Keep lowering the 1500 value until you get a number where you no longer get the message:
“Packet needs to be fragmented but DF set.”
If manually changing the MTU value in the registry is not your cup of tea, you can use the following free tool: http://www.networkingfiles.com/Download/CableNut.htm
Citrix SLR
Citrix SLR stands for SpeedScreen Latency Reduction. This is a technology that gives you 2 features in your session. The first one is a “Local Test Echo”, which allows a user to see the character they type into their session on the screen, without this key press hitting the actual server at that time. The actual key press is sent to the server, at a later time, usually due to latency, while the user is already typing in a new key press. The character is projected onto the session on the client side. This results in the user experiencing a fast performance when it comes to entering data, over high latency lines.

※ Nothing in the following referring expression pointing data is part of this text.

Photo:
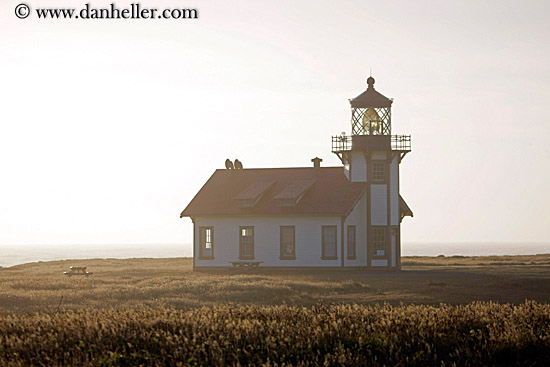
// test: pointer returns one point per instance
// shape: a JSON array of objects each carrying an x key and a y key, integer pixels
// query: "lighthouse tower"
[{"x": 372, "y": 155}]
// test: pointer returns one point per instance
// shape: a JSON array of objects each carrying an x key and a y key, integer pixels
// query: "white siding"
[
  {"x": 379, "y": 263},
  {"x": 308, "y": 241},
  {"x": 358, "y": 218},
  {"x": 379, "y": 205},
  {"x": 358, "y": 167},
  {"x": 394, "y": 191},
  {"x": 346, "y": 167}
]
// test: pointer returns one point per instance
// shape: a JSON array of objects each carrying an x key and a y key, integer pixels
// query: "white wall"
[
  {"x": 394, "y": 191},
  {"x": 358, "y": 217},
  {"x": 267, "y": 239},
  {"x": 379, "y": 205},
  {"x": 358, "y": 167}
]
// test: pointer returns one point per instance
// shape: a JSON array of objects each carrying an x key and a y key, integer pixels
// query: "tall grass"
[{"x": 476, "y": 334}]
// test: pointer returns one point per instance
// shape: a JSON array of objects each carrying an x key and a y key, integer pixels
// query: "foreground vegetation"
[
  {"x": 441, "y": 311},
  {"x": 42, "y": 287},
  {"x": 477, "y": 334}
]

The other feature is called “Mouse Click Feedback”. A user clicks on a button in the session, waiting for a popup or an action. When the action does not start, the user thinks something has gone wrong, and hits the button again. Once the server has finished processing the request due to latency, the result is probably having the button clicked twice (with all surprises that come with that action).

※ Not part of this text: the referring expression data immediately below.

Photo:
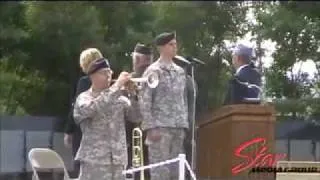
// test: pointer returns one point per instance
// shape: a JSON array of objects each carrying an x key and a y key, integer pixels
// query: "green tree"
[
  {"x": 59, "y": 31},
  {"x": 202, "y": 28},
  {"x": 297, "y": 38}
]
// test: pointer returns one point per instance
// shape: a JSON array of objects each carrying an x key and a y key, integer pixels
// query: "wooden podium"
[{"x": 219, "y": 135}]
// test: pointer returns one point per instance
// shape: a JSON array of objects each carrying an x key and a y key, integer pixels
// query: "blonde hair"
[{"x": 87, "y": 57}]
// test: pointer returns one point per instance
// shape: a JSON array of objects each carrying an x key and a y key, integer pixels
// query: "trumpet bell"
[{"x": 153, "y": 80}]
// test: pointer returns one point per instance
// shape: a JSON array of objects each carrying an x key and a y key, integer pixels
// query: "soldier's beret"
[
  {"x": 164, "y": 38},
  {"x": 143, "y": 49},
  {"x": 97, "y": 65}
]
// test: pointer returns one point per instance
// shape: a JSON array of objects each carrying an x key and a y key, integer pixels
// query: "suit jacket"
[
  {"x": 237, "y": 91},
  {"x": 84, "y": 84}
]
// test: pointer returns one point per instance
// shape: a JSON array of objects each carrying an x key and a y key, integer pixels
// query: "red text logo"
[{"x": 255, "y": 159}]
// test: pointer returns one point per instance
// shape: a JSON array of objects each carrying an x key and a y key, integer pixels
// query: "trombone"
[{"x": 137, "y": 150}]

When enabled, the result of a click not reaching the server yet, thus not getting a return package from the server, activates an hourglass for the mouse pointer. This tells the user that the application is still running the last request, done by the mouse. It should buy the server some time to respond to the mouse click back to the client, and free the hourglass back into a normal mouse pointer, so the user can continue.
Both these technologies are an excellent way to go around the latency problem, and of giving the user the feeling of a fast session.
The use of SLR needs to be activated on both the server and the client. On the server it needs to be activated per application via the SLR manager. On the client it needs to be activated in the options tab of the PN client, or in the template.ica file when using the PN Agent, or webclient by adding the following 2 lines (0=off, 1=on, and 2=auto):
ZLKeyboardMode=1
ZLMouseMode=1
Latency Thresholds for SLR:
If latency is greater than 250 milliseconds, set SLR to On.
If latency is between 150 and 250 milliseconds, set SLR to Auto.
If latency is between 50 and 80 milliseconds, set SLR to Off.
A full Citrix article on SLR can be found here.
Virtual Channels
Virtual Channels is the way all the functionality is divided over the protocol.
For example the screen scraping, the data transfer, clipboard, the printing, etc all have their own virtual channel in the RDP or ICA protocol. Most of this functionality are really options that can be enabled or disabled in the connection configuration settings for both RDP as ICA. Disabling all unneeded features will result in a lower load and a smoother experience for the user.
A main difference between RDP and ICA regarding printing over the virtual channel, is that in Citrix ICA the maximum usable bandwidth for printing can be set in the Citrix Management Console until MPS 3.0 and with a policy in CPS 4.0. Microsoft RDP does not have this functionality and will take all available bandwidth it can for printing the job, making the needed bandwidth go way over 30kb per session.
When using Citrix, it is highly advisable to set a maximum for the print job bandwidth (the best set bandwidth can be reached in a mix where the minimal setting still works on all printers and the end users are still happy with printing performance).
Conclusion
Fighting low bandwidth and latency can be an intensive job, and can require cooperation with the network group, the firewall guys, the hardware guys, and the system administrator or end users on the client side. Finding out a culprit for disconnected sessions for a specific user or site is also intensive. Hopefully the above advice gives you a handle on bringing these challenges to a successful ending.